At the digital retreat in Schloss Meseberg, the German government finalised its mobile communications strategy. "Dead zones" are soon to be things of the past. At the same time the government laid the foundations for the swift, successful roll-out of 5G in Germany.

2 min reading time

A mobile phone mast in the middle of a forest

To develop mobile communications in rural areas, authorisation procedures for the construction of mobile phone masts are to be simplified

Photo: Getty Images/ollo

One core measure laid out in the strategy is the founding of a mobile infrastructure society which will be responsible for actively supporting and accelerating the expansion of the country’s mobile communications system. It is to relieve much of the burden currently borne by local authorities. With about 1.1 billion euros to be invested from the Special Fund for Digital Infrastructure, the plan is to build up to 5,000 additional mobile phone masts.

Simpler authorisation procedures

The construction of mobile phone masts is also to be facilitated by introducing simpler authorisation procedures and allowing masts to be erected in more places. More use is to be made of building belonging to federal, state and local government. There are also plans for additional research parallel to this and a communication campaign that addresses the concerns of the people, especially with regard to alleged health hazards posed by electromagnetic fields. 

99.95 households to be covered

"5,000 masts would ensure coverage for 99.95 per cent of households and 97.5 per cent of the country’s landmass," explained Federal Minister of Transport and Digital Infrastructure, Andreas Scheuer, after the meeting. This applies to the period up to 2024. Mobile providers had already pledged to build another 6,000 masts.

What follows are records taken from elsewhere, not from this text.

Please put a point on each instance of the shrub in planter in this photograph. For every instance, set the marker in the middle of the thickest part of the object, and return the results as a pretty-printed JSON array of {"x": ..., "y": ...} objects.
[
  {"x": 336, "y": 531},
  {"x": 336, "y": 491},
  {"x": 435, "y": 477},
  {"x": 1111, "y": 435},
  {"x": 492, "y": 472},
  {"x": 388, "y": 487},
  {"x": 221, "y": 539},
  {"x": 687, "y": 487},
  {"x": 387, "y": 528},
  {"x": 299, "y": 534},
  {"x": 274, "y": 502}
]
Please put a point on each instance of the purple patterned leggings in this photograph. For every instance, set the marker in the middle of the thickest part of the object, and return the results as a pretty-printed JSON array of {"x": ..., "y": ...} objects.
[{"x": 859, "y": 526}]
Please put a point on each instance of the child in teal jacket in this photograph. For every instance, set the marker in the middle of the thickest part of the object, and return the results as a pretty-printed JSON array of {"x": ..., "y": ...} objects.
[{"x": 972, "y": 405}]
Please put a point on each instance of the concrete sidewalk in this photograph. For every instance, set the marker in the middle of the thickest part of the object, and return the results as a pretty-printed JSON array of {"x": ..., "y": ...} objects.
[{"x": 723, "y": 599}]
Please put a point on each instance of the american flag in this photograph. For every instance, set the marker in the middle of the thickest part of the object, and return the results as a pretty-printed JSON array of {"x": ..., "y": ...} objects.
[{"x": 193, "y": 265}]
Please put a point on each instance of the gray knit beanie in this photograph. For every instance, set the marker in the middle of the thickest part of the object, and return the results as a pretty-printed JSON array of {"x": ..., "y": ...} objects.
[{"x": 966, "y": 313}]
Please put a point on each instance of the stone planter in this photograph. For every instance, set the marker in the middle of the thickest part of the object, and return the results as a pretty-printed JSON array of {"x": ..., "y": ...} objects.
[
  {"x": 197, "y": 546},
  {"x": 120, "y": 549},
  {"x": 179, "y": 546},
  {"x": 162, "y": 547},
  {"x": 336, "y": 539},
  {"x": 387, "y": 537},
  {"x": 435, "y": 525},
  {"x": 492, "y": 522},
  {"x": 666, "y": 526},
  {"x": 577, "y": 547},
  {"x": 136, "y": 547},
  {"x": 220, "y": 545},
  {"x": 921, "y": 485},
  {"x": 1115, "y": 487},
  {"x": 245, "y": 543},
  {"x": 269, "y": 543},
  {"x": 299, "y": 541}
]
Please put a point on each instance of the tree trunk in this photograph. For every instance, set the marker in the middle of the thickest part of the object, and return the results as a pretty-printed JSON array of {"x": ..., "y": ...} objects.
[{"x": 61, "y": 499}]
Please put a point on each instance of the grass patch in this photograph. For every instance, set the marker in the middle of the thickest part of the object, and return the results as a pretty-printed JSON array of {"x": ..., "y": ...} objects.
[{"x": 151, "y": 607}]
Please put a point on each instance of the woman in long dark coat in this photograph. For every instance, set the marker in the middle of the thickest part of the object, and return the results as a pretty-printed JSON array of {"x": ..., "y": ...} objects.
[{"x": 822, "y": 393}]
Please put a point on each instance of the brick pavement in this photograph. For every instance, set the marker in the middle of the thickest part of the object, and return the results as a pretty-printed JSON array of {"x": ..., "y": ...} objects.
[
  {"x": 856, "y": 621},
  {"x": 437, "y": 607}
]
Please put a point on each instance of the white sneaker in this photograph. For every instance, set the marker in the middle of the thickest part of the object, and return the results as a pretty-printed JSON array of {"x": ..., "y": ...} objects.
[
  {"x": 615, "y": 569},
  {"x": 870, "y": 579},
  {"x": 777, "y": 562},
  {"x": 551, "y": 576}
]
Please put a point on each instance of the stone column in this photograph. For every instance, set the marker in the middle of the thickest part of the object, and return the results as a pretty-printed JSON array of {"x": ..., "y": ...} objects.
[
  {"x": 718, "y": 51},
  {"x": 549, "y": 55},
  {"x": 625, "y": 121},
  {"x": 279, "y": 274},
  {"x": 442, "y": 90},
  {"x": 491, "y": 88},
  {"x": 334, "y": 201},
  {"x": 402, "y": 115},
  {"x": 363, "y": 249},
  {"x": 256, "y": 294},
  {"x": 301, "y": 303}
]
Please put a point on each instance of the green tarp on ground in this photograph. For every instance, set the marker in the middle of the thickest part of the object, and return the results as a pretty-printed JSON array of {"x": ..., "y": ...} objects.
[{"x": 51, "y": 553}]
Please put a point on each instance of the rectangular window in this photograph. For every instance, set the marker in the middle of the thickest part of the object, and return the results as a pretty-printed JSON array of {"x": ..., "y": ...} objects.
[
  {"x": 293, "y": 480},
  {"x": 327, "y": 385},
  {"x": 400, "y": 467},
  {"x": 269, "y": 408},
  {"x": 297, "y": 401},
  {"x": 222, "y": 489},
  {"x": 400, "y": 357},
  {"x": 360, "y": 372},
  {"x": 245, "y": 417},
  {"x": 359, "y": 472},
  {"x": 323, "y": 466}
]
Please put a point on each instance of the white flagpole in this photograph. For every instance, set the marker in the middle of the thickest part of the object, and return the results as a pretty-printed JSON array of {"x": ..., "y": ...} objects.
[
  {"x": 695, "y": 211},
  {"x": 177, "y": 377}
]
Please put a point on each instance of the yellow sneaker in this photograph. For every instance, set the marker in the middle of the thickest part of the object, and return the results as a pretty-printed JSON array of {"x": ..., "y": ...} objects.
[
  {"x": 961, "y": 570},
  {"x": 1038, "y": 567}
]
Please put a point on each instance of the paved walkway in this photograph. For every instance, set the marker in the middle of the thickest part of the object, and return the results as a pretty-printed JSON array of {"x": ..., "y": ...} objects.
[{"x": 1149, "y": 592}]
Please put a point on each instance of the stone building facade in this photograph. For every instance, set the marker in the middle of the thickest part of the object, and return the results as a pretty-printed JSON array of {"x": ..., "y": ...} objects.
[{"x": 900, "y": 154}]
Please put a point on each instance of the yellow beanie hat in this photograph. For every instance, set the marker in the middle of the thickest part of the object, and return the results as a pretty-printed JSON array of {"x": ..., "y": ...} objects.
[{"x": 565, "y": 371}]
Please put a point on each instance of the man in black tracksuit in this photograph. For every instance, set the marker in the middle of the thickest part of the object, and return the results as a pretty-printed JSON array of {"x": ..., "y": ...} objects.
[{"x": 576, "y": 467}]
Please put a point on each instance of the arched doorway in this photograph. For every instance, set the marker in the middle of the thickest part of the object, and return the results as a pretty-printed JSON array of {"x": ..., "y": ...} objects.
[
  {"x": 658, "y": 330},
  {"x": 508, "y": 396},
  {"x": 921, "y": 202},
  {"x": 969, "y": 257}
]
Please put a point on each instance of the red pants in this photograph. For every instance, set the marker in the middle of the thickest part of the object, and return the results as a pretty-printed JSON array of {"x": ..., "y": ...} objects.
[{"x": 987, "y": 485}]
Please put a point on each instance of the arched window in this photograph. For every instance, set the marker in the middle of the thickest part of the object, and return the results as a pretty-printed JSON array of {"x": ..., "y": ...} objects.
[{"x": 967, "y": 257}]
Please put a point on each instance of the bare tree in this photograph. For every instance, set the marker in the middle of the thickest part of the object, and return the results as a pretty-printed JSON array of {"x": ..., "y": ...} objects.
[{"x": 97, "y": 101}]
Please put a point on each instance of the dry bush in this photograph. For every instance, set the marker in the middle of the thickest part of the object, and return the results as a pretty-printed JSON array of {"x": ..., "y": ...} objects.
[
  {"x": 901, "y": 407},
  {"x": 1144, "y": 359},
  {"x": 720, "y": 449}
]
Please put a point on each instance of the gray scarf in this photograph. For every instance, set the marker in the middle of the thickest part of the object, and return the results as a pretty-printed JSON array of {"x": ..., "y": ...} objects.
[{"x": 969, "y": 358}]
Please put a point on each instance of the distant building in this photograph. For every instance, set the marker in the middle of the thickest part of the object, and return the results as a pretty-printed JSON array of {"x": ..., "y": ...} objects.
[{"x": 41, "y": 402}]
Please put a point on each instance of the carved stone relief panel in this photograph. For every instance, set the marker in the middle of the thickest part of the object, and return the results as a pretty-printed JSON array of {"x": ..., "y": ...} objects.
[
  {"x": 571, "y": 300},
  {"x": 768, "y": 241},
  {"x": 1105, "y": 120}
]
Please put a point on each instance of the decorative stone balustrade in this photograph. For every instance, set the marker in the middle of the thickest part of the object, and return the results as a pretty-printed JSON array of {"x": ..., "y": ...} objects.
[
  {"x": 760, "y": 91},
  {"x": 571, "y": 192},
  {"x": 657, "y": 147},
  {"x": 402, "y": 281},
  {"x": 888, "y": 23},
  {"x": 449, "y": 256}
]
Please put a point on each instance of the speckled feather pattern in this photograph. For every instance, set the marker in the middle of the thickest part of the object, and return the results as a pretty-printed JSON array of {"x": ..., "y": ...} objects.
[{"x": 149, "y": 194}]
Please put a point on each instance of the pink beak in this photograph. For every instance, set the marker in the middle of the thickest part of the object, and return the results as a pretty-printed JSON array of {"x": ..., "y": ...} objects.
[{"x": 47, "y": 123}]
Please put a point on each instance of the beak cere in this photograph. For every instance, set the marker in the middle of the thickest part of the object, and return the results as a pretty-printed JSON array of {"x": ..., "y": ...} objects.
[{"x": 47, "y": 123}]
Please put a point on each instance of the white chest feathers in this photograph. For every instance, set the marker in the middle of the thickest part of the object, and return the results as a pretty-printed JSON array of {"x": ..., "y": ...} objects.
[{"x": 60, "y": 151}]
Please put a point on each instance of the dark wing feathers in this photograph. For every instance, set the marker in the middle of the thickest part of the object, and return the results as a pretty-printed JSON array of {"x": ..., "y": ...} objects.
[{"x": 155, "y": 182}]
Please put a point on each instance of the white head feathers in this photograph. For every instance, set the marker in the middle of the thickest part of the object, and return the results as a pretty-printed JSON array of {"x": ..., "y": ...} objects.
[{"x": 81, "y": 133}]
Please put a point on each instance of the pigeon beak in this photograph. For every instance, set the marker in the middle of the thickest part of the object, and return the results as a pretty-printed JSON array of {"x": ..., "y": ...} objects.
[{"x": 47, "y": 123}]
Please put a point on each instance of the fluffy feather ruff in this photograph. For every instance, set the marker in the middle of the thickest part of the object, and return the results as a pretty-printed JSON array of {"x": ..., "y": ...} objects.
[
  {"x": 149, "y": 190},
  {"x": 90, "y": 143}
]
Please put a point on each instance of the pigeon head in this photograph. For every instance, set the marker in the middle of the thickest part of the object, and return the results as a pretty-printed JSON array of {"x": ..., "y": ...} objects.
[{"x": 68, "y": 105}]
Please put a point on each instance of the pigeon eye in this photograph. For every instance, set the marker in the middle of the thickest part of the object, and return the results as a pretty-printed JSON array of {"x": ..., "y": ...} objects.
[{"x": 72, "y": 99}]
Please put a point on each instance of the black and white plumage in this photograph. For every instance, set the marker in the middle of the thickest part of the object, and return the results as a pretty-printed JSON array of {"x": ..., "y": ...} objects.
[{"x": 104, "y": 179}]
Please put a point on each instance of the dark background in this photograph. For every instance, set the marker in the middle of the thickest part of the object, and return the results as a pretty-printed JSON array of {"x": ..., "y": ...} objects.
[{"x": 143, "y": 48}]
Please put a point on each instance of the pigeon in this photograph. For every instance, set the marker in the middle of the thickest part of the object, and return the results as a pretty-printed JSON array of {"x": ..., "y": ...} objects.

The German government will ensure coverage for the few remaining, particularly isolated households, where the costs of ensuring standard coverage would be prohibitively high, using alternative technologies such as satellites rather than terrestrial sites.

It is very important to ensure people and the environment are protected against electromagnetic fields, and this will be the case in future too. The German government intends to retain the existing level of protection when 5G is rolled out.

Support for rural areas

There is also to be a focus on serving rural settlements in particular that have no prospects of mobile communications coverage in the long term without state assistance. To ensure that agriculture and forestry can use modern technologies, 5G frequencies are available for local networks at very moderate costs. To make it possible to develop networks of this sort to meet the specific needs of farmers, an assistance programme is to help establish the networks.

100 per cent coverage would cost 15 billion euros, according to a study conducted for the Federal Ministry of Transport and Digital Infrastructure. 30 per cent of Germany’s land mass is accounted for by undeveloped natural areas. The German government will explore ways of guaranteeing an emergency distress call system, specifically in remote natural areas.